Monotone conservative strategies in data assimilation

TL;DR

This paper explores how preserving monotonic properties in data assimilation can improve forecast accuracy, especially for systems governed by SPDEs or PDEs with monotone characteristics, by combining SSP time-stepping and nonlinear solving strategies.

Contribution

It demonstrates that monotone ensemble solutions in particle filters can enhance forecast skill and are compatible with advanced degeneracy avoidance techniques.

Findings

Monotone ensemble solutions improve forecast skill.

Compatibility of monotone methods with tempering-jittering.
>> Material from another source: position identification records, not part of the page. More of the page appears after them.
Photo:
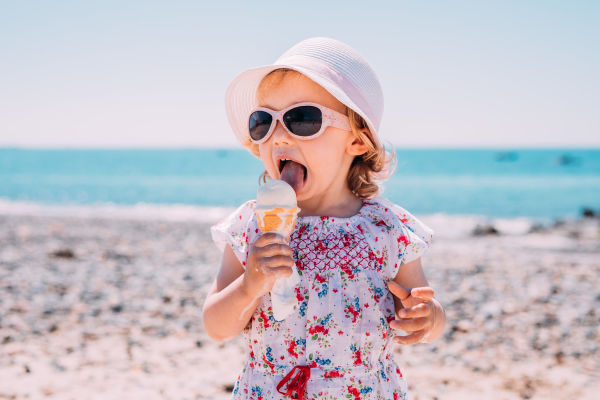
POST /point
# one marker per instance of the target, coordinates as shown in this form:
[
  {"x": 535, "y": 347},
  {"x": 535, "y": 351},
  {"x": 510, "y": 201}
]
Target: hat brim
[{"x": 240, "y": 97}]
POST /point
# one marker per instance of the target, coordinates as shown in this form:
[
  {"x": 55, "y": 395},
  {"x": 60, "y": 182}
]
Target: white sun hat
[{"x": 334, "y": 65}]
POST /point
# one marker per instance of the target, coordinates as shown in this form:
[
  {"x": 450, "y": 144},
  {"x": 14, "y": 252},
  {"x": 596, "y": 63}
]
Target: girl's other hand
[
  {"x": 269, "y": 258},
  {"x": 418, "y": 315}
]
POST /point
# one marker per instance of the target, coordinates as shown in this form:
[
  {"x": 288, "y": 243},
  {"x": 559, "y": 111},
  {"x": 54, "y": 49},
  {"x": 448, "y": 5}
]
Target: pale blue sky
[{"x": 154, "y": 74}]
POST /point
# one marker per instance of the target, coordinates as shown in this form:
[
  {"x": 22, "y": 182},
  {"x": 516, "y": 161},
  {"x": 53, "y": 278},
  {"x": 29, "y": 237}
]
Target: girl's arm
[
  {"x": 417, "y": 311},
  {"x": 228, "y": 306},
  {"x": 235, "y": 293}
]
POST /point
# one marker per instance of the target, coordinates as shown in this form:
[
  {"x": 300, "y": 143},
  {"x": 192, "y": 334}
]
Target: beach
[{"x": 102, "y": 307}]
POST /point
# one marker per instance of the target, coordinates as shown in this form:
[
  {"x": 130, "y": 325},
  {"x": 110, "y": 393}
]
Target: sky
[{"x": 475, "y": 74}]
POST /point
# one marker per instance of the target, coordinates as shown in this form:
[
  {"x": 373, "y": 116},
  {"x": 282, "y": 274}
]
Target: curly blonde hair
[{"x": 366, "y": 170}]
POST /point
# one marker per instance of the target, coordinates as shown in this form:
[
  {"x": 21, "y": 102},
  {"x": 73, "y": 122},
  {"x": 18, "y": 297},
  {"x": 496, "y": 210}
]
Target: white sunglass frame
[{"x": 329, "y": 118}]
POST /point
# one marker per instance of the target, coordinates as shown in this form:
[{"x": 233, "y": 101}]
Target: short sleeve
[
  {"x": 237, "y": 230},
  {"x": 409, "y": 237}
]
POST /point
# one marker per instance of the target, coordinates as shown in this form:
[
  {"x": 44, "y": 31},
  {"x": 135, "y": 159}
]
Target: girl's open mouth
[{"x": 293, "y": 173}]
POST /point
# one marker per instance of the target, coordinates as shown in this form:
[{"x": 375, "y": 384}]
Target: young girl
[{"x": 312, "y": 118}]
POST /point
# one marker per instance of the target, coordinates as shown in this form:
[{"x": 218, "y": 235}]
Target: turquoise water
[{"x": 497, "y": 183}]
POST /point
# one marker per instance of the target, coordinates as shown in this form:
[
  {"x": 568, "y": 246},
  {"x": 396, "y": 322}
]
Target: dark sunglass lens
[
  {"x": 260, "y": 122},
  {"x": 303, "y": 120}
]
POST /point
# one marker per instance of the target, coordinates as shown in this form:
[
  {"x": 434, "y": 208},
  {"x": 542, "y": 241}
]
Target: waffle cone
[{"x": 280, "y": 220}]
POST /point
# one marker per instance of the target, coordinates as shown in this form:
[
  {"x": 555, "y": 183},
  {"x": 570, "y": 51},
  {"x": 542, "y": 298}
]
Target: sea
[{"x": 541, "y": 184}]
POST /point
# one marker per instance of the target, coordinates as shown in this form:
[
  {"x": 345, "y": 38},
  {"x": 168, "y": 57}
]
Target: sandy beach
[{"x": 110, "y": 308}]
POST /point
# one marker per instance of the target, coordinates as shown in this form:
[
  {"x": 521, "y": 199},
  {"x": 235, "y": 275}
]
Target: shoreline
[{"x": 111, "y": 308}]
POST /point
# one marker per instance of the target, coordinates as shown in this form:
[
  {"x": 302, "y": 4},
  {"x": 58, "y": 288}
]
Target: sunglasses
[{"x": 303, "y": 121}]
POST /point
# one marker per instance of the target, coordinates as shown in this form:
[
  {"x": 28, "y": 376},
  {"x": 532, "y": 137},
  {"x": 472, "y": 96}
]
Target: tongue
[{"x": 293, "y": 174}]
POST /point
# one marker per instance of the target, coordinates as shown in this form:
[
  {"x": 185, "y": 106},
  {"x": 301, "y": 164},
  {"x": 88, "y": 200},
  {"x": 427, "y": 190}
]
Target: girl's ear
[{"x": 357, "y": 146}]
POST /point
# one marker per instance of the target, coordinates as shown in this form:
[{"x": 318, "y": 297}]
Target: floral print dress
[{"x": 339, "y": 330}]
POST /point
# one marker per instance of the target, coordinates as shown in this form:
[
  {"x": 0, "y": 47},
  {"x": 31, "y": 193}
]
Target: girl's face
[{"x": 326, "y": 159}]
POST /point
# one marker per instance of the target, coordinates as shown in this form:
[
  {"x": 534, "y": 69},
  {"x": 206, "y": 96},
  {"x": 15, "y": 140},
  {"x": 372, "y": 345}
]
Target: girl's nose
[{"x": 281, "y": 135}]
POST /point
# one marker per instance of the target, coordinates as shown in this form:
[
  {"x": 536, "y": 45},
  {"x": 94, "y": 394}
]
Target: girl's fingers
[
  {"x": 409, "y": 325},
  {"x": 420, "y": 310},
  {"x": 276, "y": 261},
  {"x": 399, "y": 291},
  {"x": 273, "y": 249},
  {"x": 414, "y": 337},
  {"x": 280, "y": 272},
  {"x": 423, "y": 293}
]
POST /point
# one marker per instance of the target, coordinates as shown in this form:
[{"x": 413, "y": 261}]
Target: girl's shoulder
[{"x": 237, "y": 229}]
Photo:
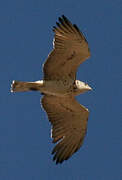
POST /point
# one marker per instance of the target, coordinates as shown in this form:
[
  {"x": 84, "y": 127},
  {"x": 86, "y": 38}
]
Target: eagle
[{"x": 59, "y": 87}]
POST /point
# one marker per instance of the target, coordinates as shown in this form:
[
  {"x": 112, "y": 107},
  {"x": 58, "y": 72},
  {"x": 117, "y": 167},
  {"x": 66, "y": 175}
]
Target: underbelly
[{"x": 57, "y": 88}]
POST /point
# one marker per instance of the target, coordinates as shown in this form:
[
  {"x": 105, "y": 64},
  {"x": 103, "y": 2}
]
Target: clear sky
[{"x": 25, "y": 41}]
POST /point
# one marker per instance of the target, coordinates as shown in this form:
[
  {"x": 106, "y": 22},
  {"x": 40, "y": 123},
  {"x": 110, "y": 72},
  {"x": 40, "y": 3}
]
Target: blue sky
[{"x": 25, "y": 41}]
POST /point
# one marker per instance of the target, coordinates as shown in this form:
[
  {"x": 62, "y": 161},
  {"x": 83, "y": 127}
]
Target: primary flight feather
[{"x": 59, "y": 87}]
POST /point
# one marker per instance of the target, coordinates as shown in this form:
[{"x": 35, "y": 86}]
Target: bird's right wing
[
  {"x": 69, "y": 124},
  {"x": 70, "y": 50}
]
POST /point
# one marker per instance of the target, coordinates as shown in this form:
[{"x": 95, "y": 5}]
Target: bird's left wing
[
  {"x": 70, "y": 50},
  {"x": 69, "y": 124}
]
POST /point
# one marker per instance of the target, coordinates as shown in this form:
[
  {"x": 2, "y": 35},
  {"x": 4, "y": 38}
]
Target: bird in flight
[{"x": 59, "y": 87}]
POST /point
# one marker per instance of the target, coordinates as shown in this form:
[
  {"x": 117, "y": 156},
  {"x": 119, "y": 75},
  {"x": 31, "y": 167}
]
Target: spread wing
[
  {"x": 70, "y": 50},
  {"x": 69, "y": 124}
]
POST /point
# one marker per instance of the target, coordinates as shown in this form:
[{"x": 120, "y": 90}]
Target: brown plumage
[{"x": 59, "y": 87}]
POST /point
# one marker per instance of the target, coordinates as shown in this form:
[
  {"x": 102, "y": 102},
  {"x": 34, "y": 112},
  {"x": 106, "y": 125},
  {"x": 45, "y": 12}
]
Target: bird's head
[{"x": 81, "y": 87}]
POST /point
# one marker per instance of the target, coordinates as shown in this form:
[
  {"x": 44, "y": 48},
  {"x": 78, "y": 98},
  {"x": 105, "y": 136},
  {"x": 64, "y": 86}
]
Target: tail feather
[{"x": 19, "y": 86}]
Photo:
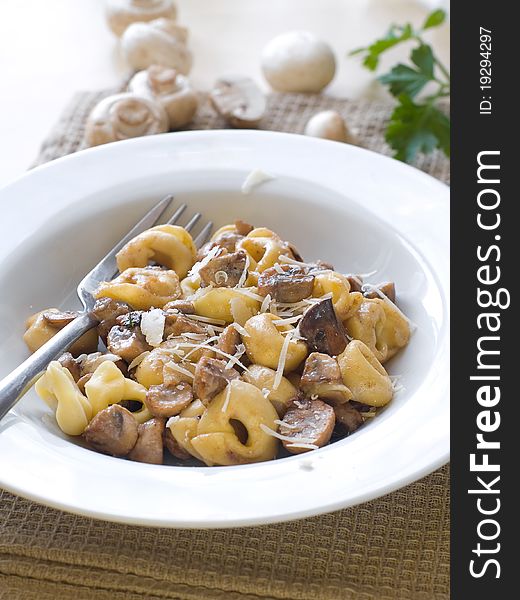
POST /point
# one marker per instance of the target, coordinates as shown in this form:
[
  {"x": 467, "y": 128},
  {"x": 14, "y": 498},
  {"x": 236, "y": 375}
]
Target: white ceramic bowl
[{"x": 359, "y": 210}]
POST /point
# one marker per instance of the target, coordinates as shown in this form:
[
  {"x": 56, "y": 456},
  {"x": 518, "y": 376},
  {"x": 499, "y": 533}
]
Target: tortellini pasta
[
  {"x": 220, "y": 354},
  {"x": 74, "y": 410},
  {"x": 217, "y": 441},
  {"x": 380, "y": 326},
  {"x": 109, "y": 386},
  {"x": 58, "y": 390},
  {"x": 264, "y": 248},
  {"x": 364, "y": 375},
  {"x": 263, "y": 378},
  {"x": 345, "y": 302},
  {"x": 216, "y": 303},
  {"x": 142, "y": 288},
  {"x": 167, "y": 245},
  {"x": 265, "y": 341},
  {"x": 40, "y": 330}
]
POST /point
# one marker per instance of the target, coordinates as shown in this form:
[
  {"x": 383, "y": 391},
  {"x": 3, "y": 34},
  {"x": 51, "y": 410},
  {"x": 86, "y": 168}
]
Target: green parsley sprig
[{"x": 416, "y": 125}]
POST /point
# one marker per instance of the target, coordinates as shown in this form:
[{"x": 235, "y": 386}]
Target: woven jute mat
[{"x": 393, "y": 548}]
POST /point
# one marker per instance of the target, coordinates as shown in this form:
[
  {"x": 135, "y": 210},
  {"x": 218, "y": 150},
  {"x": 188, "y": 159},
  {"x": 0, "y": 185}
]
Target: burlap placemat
[{"x": 393, "y": 548}]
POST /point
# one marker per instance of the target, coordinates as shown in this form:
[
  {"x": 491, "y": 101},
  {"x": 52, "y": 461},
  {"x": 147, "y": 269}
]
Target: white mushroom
[
  {"x": 159, "y": 42},
  {"x": 124, "y": 116},
  {"x": 329, "y": 125},
  {"x": 239, "y": 100},
  {"x": 298, "y": 61},
  {"x": 121, "y": 13},
  {"x": 171, "y": 90}
]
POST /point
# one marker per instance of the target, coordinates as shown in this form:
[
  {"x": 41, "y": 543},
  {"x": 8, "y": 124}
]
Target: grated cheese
[
  {"x": 281, "y": 361},
  {"x": 291, "y": 261},
  {"x": 284, "y": 438},
  {"x": 152, "y": 326},
  {"x": 307, "y": 446},
  {"x": 243, "y": 275},
  {"x": 228, "y": 398},
  {"x": 288, "y": 321},
  {"x": 138, "y": 360},
  {"x": 217, "y": 351},
  {"x": 173, "y": 365},
  {"x": 241, "y": 349},
  {"x": 287, "y": 425},
  {"x": 213, "y": 253},
  {"x": 265, "y": 303},
  {"x": 241, "y": 330},
  {"x": 221, "y": 277},
  {"x": 206, "y": 320},
  {"x": 250, "y": 294},
  {"x": 172, "y": 420}
]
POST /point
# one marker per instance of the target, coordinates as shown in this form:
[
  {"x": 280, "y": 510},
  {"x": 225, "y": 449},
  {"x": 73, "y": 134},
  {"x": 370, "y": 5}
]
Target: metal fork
[{"x": 14, "y": 386}]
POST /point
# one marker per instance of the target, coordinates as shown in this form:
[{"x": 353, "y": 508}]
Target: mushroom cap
[
  {"x": 158, "y": 42},
  {"x": 297, "y": 61},
  {"x": 329, "y": 125},
  {"x": 121, "y": 13},
  {"x": 239, "y": 100},
  {"x": 123, "y": 116},
  {"x": 170, "y": 89}
]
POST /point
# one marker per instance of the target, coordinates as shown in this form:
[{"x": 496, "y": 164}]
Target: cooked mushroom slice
[
  {"x": 239, "y": 100},
  {"x": 292, "y": 285},
  {"x": 82, "y": 381},
  {"x": 224, "y": 270},
  {"x": 91, "y": 362},
  {"x": 106, "y": 310},
  {"x": 44, "y": 325},
  {"x": 59, "y": 318},
  {"x": 228, "y": 340},
  {"x": 307, "y": 423},
  {"x": 183, "y": 306},
  {"x": 127, "y": 343},
  {"x": 387, "y": 288},
  {"x": 356, "y": 283},
  {"x": 322, "y": 377},
  {"x": 322, "y": 329},
  {"x": 149, "y": 445},
  {"x": 112, "y": 431},
  {"x": 167, "y": 401},
  {"x": 242, "y": 227},
  {"x": 177, "y": 324},
  {"x": 211, "y": 377},
  {"x": 348, "y": 416},
  {"x": 173, "y": 447},
  {"x": 69, "y": 362}
]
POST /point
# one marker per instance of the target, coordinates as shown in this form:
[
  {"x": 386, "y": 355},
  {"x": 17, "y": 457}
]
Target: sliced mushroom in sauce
[
  {"x": 112, "y": 431},
  {"x": 167, "y": 401},
  {"x": 307, "y": 423},
  {"x": 211, "y": 377},
  {"x": 224, "y": 270},
  {"x": 149, "y": 445},
  {"x": 291, "y": 285},
  {"x": 322, "y": 329},
  {"x": 322, "y": 377}
]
Monotonic properties can be leveraged for better data assimilation.

Abstract

This paper studies whether numerically preserving monotonic properties can offer modelling advantages in data assimilation, particularly when the signal or data is a realization of a stochastic partial differential equation (SPDE) or partial differential equation (PDE) with a monotonic property. We investigate the combination of stochastic Strong Stability Preserving (SSP) time-stepping, nonlinear solving strategies and data assimilation. Experimental results indicate that a particle filter whose ensemble members are solved monotonically can increase forecast skill when the reference data (not necessarily observations) also has a monotone property. Additionally, more advanced techniques used to avoid the degeneracy of the filter (tempering-jittering) are shown to be compatible with a conservative monotone approach.